Peter schüttelte den Kopf. 

 

»Du musst mehr Vollmilch trinken«, meinte er. »Fettarme hast du schon!«

 

Der ganze Tisch begann zu lachen. Auch wenn der Witz auf meine Kosten ging, lachte ich mit.

 

»Ich bin neugierig, wie das funktioniert«, sagte Frank, der sich als Erstes vom Lachen erholt hatte.

 

»Ganz einfach: Dir wird ein Foto von einer Frau gezeigt. Wenn sie dir gefällt, dann schiebst du sie nach rechts. Gefällt sie dir nicht, dann schiebst du sie nach links.«

 

»Tönt langweilig«, sagte Paul. »Da schaue ich lieber einen Porno.« 

 

Gerade in diesem Moment kam Isabelle an den Tisch. Die Zwanzigjährige, die sich mit diesem Job das Studium finanzierte und uns hasste, weil wir nie Trinkgeld gaben.
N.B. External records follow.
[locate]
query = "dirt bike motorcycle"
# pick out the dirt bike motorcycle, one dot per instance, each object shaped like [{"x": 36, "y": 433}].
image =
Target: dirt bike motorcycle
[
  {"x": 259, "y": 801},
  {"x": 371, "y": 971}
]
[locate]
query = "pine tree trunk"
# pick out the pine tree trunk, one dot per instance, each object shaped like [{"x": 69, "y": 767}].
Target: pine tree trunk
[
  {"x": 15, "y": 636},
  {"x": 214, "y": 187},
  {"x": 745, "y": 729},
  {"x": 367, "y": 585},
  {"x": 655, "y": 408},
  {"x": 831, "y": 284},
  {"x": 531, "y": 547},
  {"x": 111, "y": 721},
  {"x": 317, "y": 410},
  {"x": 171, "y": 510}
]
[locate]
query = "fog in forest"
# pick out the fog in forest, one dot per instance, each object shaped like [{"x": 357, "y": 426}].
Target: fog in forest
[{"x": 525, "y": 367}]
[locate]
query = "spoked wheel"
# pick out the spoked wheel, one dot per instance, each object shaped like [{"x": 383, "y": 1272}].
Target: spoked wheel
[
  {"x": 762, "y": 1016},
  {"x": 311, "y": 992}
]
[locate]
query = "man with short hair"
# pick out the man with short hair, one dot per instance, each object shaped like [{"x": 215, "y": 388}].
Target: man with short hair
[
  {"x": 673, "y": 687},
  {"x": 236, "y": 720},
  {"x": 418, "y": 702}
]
Paul lächelte sie schüchtern an, doch sie schüttelte bloß ihren Kopf und stellte unseren Kaffee auf den Tisch.

 

Frank zurück zum Thema: »Was dann?«

 

»Wenn ich Glück habe, dann hat eine Frau, die ich nach rechts geschoben habe, mich ebenfalls nach rechts geschoben. Wenn das passiert, haben wir einen Match?«

 

»Fußball oder Tennis?«, fragte Frank.

 

»Ich hoffe Fußball?« Peter schaute mich an. »Im Tennis bist du scheiße.«

 

»Nein, nein, nein.« Ich hielt mir die Hand an die Stirn. »Ein Match ist ein Treffer. Das heißt, dass beide Personen sich füreinander interessieren.«

 

»Und dann trifft man sich, oder was?«, fragte Frank.

 

»Nein, zuerst schreibt man einander und lernt sich kennen.«

 

»Man kann sich auch kennenlernen, wenn man sich trifft, ist viel einfacher«, meinte Peter und hatte nicht unrecht.

 

»Ich folge nur der Anleitung meines Enkels.«

 

Frank zeigte auf Paul, dessen Augen geschlossen waren. 

 

»Hey Paul!«, rief er. »Hat dich Gott endlich zu sich geholt?«

 

»Nein.« Paul öffnete langsam seine Augen. »Der schläft gerade.«

 

»Wieso?«, wollte ich wissen.

 

»Weil er dir zugehört hat.«

 

Erneut begannen alle zu lachen. Erneut auf meine Kosten. Während die anderen sich kaum mehr einkriegen konnten, holte ich mein Smartphone aus der Tasche und öffnete die App. Vielleicht war es einfacher, wenn ich es ihnen zeigen würde.

 

»Hier sind die Bilder.« Eine Frau mit weißen Haaren Mitte siebzig strahlte mich an. Ich zeigte es zuerst Paul, der mit weit aufgerissenem Mund sagte: »Peter, ich wusste gar nicht, dass deine Frau da auch mitmacht.«

 

Peter spuckte den Kaffee aus seinem Mund: »Was?!« Frank sah sich das Foto als Nächstes an. Er schüttelte seinen Kopf und zeigte auf seine Augen: »Paul hat seine Brille nicht auf.« Peter atmete erleichtert durch, sah sich das Foto dennoch an, um auf Nummer sicher zu gehen.

 

»Sympathisch«, meinte Paul, nachdem er sich das Foto mit Brille angesehen hatte. »Die gehört nach rechts.« Ich folgte seinem Rat und kaum hatte ich sie nach rechts geschoben, benachrichtigte mich die App, dass ich einen Match hatte. Ich klickte auf ihr Profil.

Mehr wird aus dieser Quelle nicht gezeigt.